T(x) is shorthand for the Chi-square difference. It is the metric used to assess differences in samples that have been binned using Probability Binning.
T(X) is a statistic which provides an indication of the probability with which two distributions are different and also provides a metric by which multiple distributions can be ranked. T(x) is calculated by creating bins of uneven widths on an intensity scale so that an equal number of events are placed in each bin for some reference or control sample. The same binning is then applied to subsequent test samples, and the difference in event per bin in compared. For the reference sample the T(x) value is 0 as the bins were set up to have an equal number of events per bin. For test samples, higher values of T(X) demonstrate greater variability between events per bin, and thus less similarity to the reference or control sample. T(X) does not depend on the shape of the distribution (i.e., it is nonparametric with regard to the distribution of events).
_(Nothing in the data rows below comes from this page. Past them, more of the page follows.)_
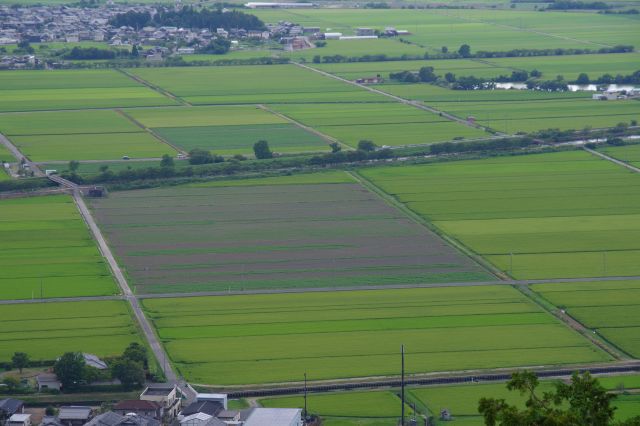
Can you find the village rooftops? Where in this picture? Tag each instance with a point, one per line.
(74, 412)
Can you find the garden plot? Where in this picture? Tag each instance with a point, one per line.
(198, 238)
(80, 135)
(384, 124)
(228, 129)
(559, 215)
(73, 89)
(47, 330)
(47, 251)
(249, 339)
(611, 309)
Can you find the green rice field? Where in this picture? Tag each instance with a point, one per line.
(73, 89)
(289, 232)
(558, 215)
(47, 330)
(276, 338)
(80, 135)
(385, 124)
(47, 251)
(277, 84)
(629, 154)
(228, 129)
(513, 111)
(460, 67)
(609, 308)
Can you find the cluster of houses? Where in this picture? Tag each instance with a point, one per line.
(158, 405)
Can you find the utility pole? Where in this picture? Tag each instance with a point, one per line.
(305, 397)
(402, 383)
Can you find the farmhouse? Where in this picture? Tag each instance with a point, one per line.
(19, 420)
(140, 408)
(48, 381)
(74, 415)
(9, 407)
(166, 396)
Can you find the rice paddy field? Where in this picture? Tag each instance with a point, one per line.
(382, 407)
(235, 340)
(556, 215)
(629, 154)
(227, 129)
(80, 135)
(47, 330)
(460, 67)
(609, 308)
(73, 89)
(204, 237)
(513, 111)
(482, 29)
(383, 123)
(277, 84)
(47, 251)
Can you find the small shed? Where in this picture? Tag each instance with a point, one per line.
(48, 382)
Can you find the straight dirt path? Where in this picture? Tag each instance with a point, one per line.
(19, 156)
(144, 324)
(613, 160)
(409, 102)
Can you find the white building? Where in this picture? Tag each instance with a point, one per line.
(274, 417)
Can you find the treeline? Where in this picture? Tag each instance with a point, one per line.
(515, 53)
(633, 78)
(577, 5)
(189, 17)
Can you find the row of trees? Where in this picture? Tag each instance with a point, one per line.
(464, 51)
(189, 17)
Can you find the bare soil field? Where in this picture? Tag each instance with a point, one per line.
(316, 235)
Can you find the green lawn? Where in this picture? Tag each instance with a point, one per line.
(228, 140)
(555, 215)
(629, 154)
(102, 146)
(610, 308)
(73, 89)
(47, 251)
(277, 83)
(47, 330)
(385, 124)
(276, 338)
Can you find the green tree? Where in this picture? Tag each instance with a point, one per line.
(73, 166)
(261, 150)
(11, 382)
(129, 372)
(138, 353)
(464, 51)
(20, 360)
(427, 75)
(582, 402)
(583, 78)
(70, 368)
(167, 161)
(200, 156)
(365, 145)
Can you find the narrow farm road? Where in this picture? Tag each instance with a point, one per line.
(145, 326)
(613, 160)
(414, 104)
(19, 156)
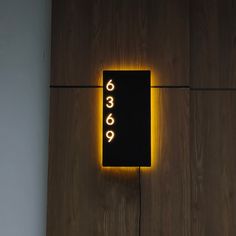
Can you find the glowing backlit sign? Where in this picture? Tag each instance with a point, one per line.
(126, 118)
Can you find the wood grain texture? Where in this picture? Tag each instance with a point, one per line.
(165, 194)
(213, 163)
(213, 43)
(82, 198)
(93, 35)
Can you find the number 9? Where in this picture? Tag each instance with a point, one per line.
(110, 135)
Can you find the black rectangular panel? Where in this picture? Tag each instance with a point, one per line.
(126, 118)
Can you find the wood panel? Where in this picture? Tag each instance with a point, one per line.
(213, 163)
(165, 194)
(93, 35)
(83, 199)
(213, 43)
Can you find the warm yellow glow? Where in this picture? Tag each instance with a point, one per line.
(110, 86)
(110, 120)
(110, 135)
(110, 101)
(155, 142)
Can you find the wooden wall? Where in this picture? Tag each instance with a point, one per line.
(190, 47)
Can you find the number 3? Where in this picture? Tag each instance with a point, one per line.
(110, 103)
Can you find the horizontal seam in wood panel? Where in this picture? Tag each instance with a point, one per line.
(160, 87)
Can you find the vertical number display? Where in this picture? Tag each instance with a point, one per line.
(126, 119)
(110, 120)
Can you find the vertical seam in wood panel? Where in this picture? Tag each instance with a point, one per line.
(140, 202)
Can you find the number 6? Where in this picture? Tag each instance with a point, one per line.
(110, 120)
(110, 86)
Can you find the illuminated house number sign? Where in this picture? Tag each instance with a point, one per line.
(126, 118)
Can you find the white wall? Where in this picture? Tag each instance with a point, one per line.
(24, 104)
The minimum value of T(X) that has biological significance depends on the nature of the data being analyzed and therefore needs to be determined empirically. Only populations which have T(X) values larger than this empirical minimum can be considered to be different.
Establishing the Baseline T(X):
Several populations can be compared in order to determine the minimum T(X) value because machine stability during the collection, as well as inherent variability in the FACS data, are just two reasons why the comparison of a population to itself can give a T(X) > 0.
Minimally, for a baseline value, you can compare a population to itself by opening the Population Comparison platform on a sample and dragging the same sample to the control box. FlowJo compares the two halves of this population (one half made up of every other cell while the other half is made up of the cells in between). Better yet, you can also compare the same sample collected twice (collection at the beginning and end of the sample acquisition best determines the machine stability). Ideally, you should compare several different samples that have been treated with the same stimulation (controls n=2 or 3).
The minimum number of positive events for a well-separated population that results in a statistically significant* T(X) value (>2) is about 100. This minimum does not depend on the number of negative events and depends only slightly on the number of bins. The less the separation between the positive and negative events, the greater the percent positive must be in order for the algorithm to detect the presence of the positive events.
* T(X) will very readily label two samples as MATHEMATICALLY different. It’s up to the user to determine whether this difference is BIOLOGICALLY meaningful. Hence, the baseline T(X) must be established with the controls first before assigning meaning to an unknown.
The maximum value that can be theoretically achieved for T(X) can vary as samples with more events (or more bins) allows for greater precision, and thus, greater significance. For example, if you do a Wilcoxon-rank test on two groups of 3 events, the most significant p value you can achieve is about 0.03 (when there is no overlap between the two groups). With 4 events, the most significant p value you can achieve is about 0.004. A p value of 0.05 is the same significance whether the most (or highest) significance you can achieve is 0.03, 0.004, or 10^-44. Similarly with T(X), a T(X) = 4 is the same no matter how many events are compared, whereas the max T(X) tells you what the maximum significance could have been.